I need to run a statistic on some data. See how many times a values "j" is next to a value "i". The code that I put hereafter is a gross simplification of what I need to to, but it contains the problem I have.
Let's say that you have this data frame.
import numpy as np
import pandas as pd
a_df=pd.DataFrame({"a_col":np.random.randint(10, size=1000), "b_col":np.random.randint(10, size=1000)})
I generate a matrix that will contain our statistics:
res_matrix=np.zeros((10, 10))
by looking at res_matrix[i][j] we will know how many times the number "j" was next to the number "i" in our data frame.
I know that "for loops" are bad in pandas, but again, this is a simplification. I generate a sub-table for the value "i" and on this table I ran "value_counts()" on the column "b_col".
for i in a_df["a_col"].unique():
temp_df=a_df[a_df["a_col"]==i]
table_count=temp_df["b_col"].value_counts()

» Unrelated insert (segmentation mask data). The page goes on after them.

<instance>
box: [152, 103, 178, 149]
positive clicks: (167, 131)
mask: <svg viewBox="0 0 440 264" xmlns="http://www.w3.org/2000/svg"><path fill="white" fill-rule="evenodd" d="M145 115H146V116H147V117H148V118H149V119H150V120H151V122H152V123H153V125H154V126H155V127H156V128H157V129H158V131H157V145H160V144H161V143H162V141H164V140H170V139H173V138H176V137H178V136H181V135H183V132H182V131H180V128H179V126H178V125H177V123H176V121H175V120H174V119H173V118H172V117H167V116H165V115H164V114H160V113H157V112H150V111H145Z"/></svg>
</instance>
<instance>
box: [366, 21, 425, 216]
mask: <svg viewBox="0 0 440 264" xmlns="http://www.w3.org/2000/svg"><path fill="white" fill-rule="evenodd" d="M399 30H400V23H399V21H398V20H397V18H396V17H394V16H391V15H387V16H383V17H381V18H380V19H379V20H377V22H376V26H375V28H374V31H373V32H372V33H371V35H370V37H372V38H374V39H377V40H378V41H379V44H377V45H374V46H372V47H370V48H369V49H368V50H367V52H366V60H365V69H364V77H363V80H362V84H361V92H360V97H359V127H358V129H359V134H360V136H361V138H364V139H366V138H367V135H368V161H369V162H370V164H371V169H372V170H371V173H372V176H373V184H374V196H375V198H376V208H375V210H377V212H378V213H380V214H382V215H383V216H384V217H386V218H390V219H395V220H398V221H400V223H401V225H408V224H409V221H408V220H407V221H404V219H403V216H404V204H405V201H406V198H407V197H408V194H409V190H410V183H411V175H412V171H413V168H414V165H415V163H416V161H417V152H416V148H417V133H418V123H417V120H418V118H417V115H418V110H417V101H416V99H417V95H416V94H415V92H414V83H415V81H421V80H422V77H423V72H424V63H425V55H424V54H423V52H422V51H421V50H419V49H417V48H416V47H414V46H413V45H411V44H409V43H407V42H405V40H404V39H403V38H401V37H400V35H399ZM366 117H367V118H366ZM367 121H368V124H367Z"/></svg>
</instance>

for val,cnt in table_count.iteritems():
res_matrix[i][val]+=int(cnt)
is there an efficient way to populate res_matrix without changing the topmost for loop? I am thinking something like list comprehension, but I cannot wrap my mind around it.
Please, focus ONLY on these two lines:
for val,cnt in table_count.iteritems():
res_matrix[i][val]+=int(cnt)
I can't use groupby because my project requires many more operations on the dataframe.